Comment 1 GLSAMaker/CVETool Bot 2017-03-17 10:30:21 UTC

CVE-2017-6381 (http://nvd.nist.gov/nvd.cfm?cvename=CVE-2017-6381):
  A 3rd party development library including with Drupal 8 development
  dependencies is vulnerable to remote code execution. This is mitigated by
  the default .htaccess protection against PHP execution, and the fact that
  Composer development dependencies aren't normal installed. You might be
  vulnerable to this if you are running a version of Drupal before 8.2.2. To
  be sure you aren't vulnerable, you can remove the <siteroot>/vendor/phpunit
  directory from your production deployments

CVE-2017-6379 (http://nvd.nist.gov/nvd.cfm?cvename=CVE-2017-6379):
  Some administrative paths in Drupal 8.2.x before 8.2.7 did not include
  protection for CSRF. This would allow an attacker to disable some blocks on
  a site.
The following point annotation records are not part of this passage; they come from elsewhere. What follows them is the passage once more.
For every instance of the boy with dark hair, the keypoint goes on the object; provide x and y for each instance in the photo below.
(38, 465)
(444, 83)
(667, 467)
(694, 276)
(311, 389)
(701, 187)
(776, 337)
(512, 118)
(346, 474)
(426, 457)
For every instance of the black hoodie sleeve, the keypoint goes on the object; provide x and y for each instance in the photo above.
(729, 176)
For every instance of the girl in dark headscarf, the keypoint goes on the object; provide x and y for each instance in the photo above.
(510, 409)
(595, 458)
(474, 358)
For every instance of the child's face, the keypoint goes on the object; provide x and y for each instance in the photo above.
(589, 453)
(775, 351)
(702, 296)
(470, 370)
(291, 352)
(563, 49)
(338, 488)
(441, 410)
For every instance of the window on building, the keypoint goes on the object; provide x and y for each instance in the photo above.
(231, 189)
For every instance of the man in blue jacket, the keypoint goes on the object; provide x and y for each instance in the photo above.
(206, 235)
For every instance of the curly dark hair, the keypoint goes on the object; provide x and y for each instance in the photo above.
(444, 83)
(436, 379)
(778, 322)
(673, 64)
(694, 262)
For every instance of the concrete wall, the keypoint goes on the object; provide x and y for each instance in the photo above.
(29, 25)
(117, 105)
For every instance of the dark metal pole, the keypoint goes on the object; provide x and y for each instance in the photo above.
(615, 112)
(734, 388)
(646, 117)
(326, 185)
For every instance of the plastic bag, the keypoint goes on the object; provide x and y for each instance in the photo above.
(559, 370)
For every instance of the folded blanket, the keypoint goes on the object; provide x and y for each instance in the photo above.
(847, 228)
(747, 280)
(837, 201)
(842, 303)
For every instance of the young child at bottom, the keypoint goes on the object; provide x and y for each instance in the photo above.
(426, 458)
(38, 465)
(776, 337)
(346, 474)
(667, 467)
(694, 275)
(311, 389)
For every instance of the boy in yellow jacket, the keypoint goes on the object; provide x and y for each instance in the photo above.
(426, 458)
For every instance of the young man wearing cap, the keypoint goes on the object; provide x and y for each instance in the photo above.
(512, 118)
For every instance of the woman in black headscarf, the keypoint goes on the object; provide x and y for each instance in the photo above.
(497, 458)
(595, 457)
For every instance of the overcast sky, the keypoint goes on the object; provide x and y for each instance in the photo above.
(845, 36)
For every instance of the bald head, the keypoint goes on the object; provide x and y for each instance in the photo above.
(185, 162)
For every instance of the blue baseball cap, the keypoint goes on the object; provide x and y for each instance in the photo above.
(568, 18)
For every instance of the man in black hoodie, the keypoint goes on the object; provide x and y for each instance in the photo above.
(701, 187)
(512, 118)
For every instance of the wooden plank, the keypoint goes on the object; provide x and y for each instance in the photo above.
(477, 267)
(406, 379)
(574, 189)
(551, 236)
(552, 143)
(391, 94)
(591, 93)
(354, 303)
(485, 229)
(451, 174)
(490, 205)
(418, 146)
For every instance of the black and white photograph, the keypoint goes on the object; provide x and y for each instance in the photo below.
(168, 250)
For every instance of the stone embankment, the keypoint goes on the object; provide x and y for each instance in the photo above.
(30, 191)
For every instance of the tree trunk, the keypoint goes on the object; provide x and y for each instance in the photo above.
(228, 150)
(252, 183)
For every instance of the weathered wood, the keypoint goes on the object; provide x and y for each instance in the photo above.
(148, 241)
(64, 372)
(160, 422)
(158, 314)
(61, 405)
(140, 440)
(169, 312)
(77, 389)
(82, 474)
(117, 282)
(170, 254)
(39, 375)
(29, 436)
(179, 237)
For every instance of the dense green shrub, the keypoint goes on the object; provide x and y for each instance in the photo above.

This issue is mitigated by the fact that users would have to know
  the block ID.

CVE-2017-6377 (http://nvd.nist.gov/nvd.cfm?cvename=CVE-2017-6377):
  When adding a private file via the editor in Drupal 8.2.x before 8.2.7, the
  editor will not correctly check access for the file being attached,
  resulting in an access bypass.

Comment 2 Thomas Deutschmann (RETIRED) 2017-03-17 10:33:39 UTC

Already in repository. Repository is clean. All done.